Hoje há poucos escritores como Maugham. E há poucos livros assim, de 600 páginas, como este, em que entramos na vida de um personagem, sem pedir licença, e vamos conhecendo-o como a nós mesmos. Ele começa a fazer parte da nossa vida, durante algum tempo, do nosso dia-a-dia - porque 600 páginas não se lêem de rompante. E é esse tempo que sabe a passado, que sabe a futuro, porque aprendemos e relembramos com ele.
Maugham era uma "máquina de fazer livros": considerado por muitos um dos maiores técnicos do romance, escreveu 25 peças de teatro, 20 romances e mais de 100 contos. Muitas obras suas foram adaptadas para cinema. Viveu em França, nos EUA, no Taiti, vagueou longamente pela Ásia. Era um verdadeiro "scholar" - a palavra inglesa é talvez mais justa, porque mais abrangente: Maugham não era apenas um letrado; era mais do que isso, um erudito, um sábio, um escritor culto. E são estes os escritores que nos ensinam coisas, que nos encaminham para outros autores, para um quadro que nunca vimos, para as cidades que gostaríamos de ter conhecido - alguém com quem podemos descobrir o resto do mundo. Só com palavras.
"Servidão Humana" é um livro sobre o quê? Sobre a vida, as dúvidas - sobre os caminhos que seguimos ou não seguimos, e como a vida se tornou outra depois dessa decisão.

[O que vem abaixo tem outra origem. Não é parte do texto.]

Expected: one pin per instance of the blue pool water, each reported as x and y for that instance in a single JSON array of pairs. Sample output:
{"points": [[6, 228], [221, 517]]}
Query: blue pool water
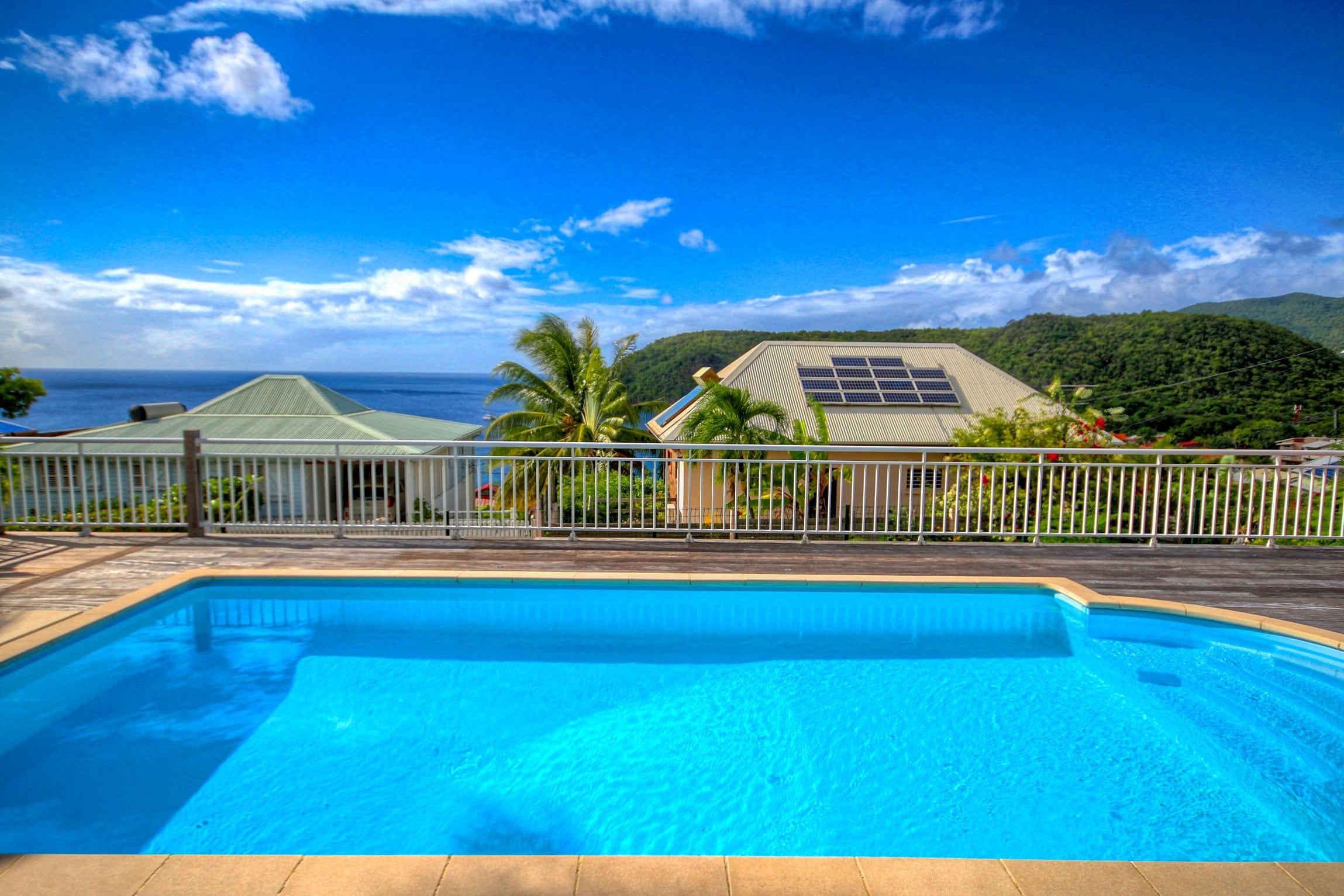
{"points": [[312, 716]]}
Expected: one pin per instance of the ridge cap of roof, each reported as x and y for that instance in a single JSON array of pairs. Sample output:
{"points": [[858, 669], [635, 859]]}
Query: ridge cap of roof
{"points": [[828, 342]]}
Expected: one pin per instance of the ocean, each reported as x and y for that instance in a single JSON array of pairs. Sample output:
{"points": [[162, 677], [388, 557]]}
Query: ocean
{"points": [[84, 398]]}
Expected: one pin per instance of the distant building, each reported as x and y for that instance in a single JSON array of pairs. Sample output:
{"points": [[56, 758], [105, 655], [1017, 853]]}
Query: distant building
{"points": [[889, 395], [382, 484]]}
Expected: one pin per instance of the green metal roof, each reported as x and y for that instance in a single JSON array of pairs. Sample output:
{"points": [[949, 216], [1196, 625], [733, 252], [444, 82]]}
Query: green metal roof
{"points": [[280, 395], [274, 408]]}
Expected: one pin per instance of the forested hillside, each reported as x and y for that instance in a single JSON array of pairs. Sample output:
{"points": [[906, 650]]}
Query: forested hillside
{"points": [[1142, 362], [1316, 318]]}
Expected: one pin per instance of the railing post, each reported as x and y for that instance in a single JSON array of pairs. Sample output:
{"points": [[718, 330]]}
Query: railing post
{"points": [[1157, 495], [1273, 505], [340, 495], [84, 494], [191, 487], [1040, 477]]}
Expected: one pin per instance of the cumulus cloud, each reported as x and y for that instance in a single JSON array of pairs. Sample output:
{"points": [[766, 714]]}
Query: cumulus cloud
{"points": [[628, 215], [697, 239], [232, 73], [1131, 274], [931, 19], [499, 253]]}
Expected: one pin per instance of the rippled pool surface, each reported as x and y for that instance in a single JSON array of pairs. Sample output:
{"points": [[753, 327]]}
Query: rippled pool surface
{"points": [[303, 716]]}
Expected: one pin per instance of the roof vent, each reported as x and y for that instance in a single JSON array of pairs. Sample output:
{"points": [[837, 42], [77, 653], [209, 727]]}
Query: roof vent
{"points": [[706, 375], [155, 411]]}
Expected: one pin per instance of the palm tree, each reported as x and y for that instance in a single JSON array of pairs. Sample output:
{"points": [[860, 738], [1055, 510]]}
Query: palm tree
{"points": [[733, 417], [803, 490], [573, 395]]}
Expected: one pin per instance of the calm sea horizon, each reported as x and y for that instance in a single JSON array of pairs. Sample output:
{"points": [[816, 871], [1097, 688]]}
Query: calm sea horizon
{"points": [[87, 398]]}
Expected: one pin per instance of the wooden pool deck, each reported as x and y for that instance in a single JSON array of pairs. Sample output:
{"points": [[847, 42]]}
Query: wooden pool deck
{"points": [[47, 578], [58, 573]]}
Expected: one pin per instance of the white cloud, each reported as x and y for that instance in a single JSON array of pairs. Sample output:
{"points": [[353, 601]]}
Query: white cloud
{"points": [[50, 316], [697, 239], [628, 215], [642, 292], [499, 253], [931, 19], [1129, 276], [233, 73]]}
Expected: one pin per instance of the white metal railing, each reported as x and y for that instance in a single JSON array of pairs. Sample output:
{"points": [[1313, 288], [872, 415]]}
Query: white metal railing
{"points": [[570, 490]]}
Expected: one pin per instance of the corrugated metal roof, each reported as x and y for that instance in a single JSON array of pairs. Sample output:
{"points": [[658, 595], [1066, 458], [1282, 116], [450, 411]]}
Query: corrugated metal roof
{"points": [[769, 371], [408, 426], [225, 418], [281, 395]]}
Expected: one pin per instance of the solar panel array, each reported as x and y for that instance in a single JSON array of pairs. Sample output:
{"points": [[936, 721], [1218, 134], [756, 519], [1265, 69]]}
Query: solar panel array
{"points": [[876, 381]]}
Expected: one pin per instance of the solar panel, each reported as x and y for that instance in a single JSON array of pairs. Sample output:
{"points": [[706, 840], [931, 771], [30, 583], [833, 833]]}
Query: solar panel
{"points": [[876, 381]]}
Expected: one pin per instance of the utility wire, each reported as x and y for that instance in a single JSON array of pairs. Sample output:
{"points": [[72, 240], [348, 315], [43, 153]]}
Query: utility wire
{"points": [[1198, 379]]}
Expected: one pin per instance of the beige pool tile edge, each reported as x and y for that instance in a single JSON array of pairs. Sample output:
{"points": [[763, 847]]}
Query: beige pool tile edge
{"points": [[16, 623], [1076, 593]]}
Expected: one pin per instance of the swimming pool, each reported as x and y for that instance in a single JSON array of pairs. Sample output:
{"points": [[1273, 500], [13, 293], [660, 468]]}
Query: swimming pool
{"points": [[421, 716]]}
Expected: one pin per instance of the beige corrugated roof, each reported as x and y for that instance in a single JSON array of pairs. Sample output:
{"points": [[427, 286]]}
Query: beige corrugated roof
{"points": [[276, 408], [769, 371]]}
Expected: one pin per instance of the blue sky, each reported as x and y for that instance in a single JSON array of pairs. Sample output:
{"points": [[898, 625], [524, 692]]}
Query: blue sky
{"points": [[336, 184]]}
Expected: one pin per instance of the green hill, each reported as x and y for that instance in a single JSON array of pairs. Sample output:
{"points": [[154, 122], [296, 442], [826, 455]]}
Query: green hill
{"points": [[1119, 354], [1316, 318]]}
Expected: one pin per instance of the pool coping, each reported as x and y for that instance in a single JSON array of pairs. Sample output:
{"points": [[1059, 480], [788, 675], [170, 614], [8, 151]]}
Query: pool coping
{"points": [[777, 876], [1086, 598]]}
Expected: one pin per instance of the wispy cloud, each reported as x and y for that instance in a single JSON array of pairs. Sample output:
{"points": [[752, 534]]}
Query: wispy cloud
{"points": [[501, 253], [628, 215], [230, 73], [929, 19], [58, 318], [697, 239]]}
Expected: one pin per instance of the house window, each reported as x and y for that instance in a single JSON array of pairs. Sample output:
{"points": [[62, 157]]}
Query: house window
{"points": [[928, 477], [61, 473]]}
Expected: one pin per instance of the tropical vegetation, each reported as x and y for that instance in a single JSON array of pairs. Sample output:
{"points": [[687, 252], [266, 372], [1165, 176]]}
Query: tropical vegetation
{"points": [[573, 392], [1316, 318], [18, 392]]}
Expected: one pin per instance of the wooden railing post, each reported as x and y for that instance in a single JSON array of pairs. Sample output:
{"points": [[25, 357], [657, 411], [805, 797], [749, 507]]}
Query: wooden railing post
{"points": [[191, 487]]}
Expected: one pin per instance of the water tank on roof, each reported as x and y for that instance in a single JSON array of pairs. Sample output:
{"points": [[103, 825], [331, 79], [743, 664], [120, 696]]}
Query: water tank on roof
{"points": [[155, 410]]}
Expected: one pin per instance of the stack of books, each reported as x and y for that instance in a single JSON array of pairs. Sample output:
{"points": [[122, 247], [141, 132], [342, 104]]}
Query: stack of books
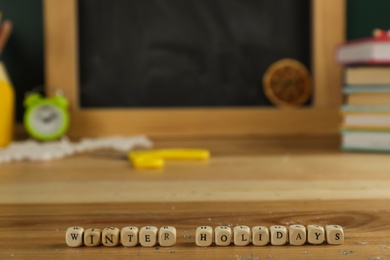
{"points": [[366, 110]]}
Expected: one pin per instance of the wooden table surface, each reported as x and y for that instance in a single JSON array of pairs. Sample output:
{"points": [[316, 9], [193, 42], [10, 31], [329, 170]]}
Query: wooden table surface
{"points": [[247, 181]]}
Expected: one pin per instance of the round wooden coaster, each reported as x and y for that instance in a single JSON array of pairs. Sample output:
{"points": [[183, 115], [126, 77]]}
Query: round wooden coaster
{"points": [[287, 83]]}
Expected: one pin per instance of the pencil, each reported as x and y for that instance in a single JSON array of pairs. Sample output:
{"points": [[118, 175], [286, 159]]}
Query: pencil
{"points": [[5, 31]]}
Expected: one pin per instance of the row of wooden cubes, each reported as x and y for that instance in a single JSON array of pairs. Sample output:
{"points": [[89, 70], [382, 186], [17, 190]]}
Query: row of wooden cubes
{"points": [[149, 236], [128, 236], [276, 235]]}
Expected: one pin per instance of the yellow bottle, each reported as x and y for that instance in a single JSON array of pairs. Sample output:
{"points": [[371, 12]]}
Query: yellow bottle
{"points": [[7, 100]]}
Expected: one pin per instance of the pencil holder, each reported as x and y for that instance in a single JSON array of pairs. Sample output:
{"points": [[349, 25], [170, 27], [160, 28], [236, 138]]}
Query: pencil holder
{"points": [[7, 101]]}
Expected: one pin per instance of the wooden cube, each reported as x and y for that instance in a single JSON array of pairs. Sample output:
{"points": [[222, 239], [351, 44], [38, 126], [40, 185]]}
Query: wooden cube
{"points": [[223, 235], [279, 235], [260, 236], [167, 236], [92, 237], [110, 236], [148, 236], [74, 236], [297, 235], [334, 234], [204, 236], [129, 236], [242, 235], [315, 234]]}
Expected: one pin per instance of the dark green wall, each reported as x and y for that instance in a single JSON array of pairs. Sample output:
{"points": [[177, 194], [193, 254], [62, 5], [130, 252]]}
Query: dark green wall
{"points": [[23, 55], [365, 15]]}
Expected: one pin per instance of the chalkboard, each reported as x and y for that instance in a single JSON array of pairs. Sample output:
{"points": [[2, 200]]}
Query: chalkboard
{"points": [[186, 53]]}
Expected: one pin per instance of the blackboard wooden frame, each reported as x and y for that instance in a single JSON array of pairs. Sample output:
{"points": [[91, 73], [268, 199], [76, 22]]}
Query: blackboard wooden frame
{"points": [[61, 67]]}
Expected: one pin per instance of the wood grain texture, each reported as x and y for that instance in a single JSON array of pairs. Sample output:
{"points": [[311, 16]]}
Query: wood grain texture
{"points": [[329, 23], [62, 73], [247, 181], [38, 231]]}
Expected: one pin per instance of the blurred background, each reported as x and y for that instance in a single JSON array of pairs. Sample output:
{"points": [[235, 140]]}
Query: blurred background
{"points": [[24, 53]]}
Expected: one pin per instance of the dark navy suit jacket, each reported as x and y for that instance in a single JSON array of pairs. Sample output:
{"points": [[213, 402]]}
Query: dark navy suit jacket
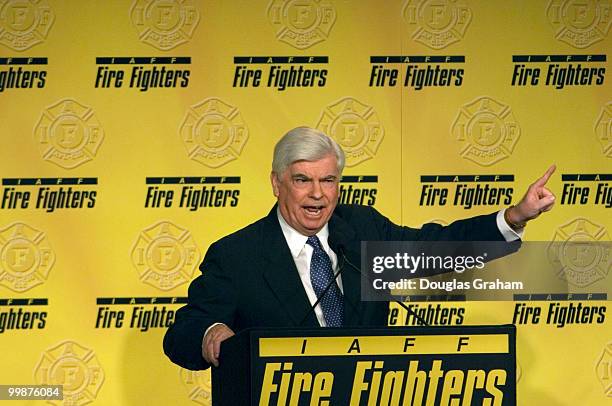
{"points": [[249, 278]]}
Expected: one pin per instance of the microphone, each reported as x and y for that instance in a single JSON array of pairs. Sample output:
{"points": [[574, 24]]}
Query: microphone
{"points": [[338, 247]]}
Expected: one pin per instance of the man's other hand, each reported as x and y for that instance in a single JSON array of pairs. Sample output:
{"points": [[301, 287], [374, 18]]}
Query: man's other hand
{"points": [[211, 344], [537, 200]]}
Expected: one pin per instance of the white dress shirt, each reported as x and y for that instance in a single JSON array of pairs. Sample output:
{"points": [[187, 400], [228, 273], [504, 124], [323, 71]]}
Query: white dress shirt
{"points": [[302, 253]]}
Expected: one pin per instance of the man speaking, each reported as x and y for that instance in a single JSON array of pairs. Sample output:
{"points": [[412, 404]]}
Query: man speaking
{"points": [[273, 272]]}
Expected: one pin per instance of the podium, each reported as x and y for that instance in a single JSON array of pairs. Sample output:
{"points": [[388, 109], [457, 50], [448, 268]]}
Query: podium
{"points": [[460, 365]]}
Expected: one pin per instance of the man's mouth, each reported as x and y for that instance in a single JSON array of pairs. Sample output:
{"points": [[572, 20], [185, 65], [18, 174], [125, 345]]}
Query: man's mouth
{"points": [[313, 210]]}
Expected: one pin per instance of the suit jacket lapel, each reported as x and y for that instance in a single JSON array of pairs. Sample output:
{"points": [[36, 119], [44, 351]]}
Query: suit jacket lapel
{"points": [[281, 274], [346, 238]]}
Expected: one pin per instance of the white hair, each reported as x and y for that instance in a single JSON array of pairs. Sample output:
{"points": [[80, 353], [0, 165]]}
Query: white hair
{"points": [[305, 144]]}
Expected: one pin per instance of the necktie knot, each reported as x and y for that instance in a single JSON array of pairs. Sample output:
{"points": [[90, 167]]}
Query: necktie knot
{"points": [[314, 242], [324, 284]]}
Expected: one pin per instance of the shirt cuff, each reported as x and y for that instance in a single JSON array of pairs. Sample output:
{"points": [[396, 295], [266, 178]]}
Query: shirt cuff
{"points": [[208, 329], [507, 232]]}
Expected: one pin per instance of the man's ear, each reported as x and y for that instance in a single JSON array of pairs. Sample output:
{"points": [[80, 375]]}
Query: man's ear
{"points": [[275, 184]]}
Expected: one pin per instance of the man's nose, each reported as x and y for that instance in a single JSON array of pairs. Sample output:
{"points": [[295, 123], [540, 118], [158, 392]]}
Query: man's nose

Philip, o protagonista, era uma criança tímida. Os pais morreram cedo e foi adoptado pelos tios, em Blackstable. Tem pé boto, uma deficiência que o afastou das outras crianças e o impediu de jogar futebol com os amigos. A timidez e a doença fecharam-no ao mundo. É nessa solidão e no cinzento do campo inglês que vamos conhecendo as suas angústias - como seria a vida sem Deus? Por que tenho de me sujeitar a Ele, amá-Lo, admirá-Lo, servi-Lo? Nada disto é por acaso: o tio de Philip é padre e deseja que o jovem siga a carreira religiosa. A história será construída nessa ambiguidade, na balança entre a fé e a sua ausência.
E depois? A vida seguirá e
acompanharemos esse percurso - primeiro no colégio,
em Tercanbury, depois em Heidelberg, Londres ou Paris. Estudaremos
com Philip contabilidade, pintura ou medicina. E também
nos apaixonaremos por Mildred (a criada de mesa que o leva à ruína)
ou por Sally. Choraremos com ele nas noites frias de Inverno,
na solidão de Londres. E descobriremos o amor, "o
mais empolgante jogo em que participara".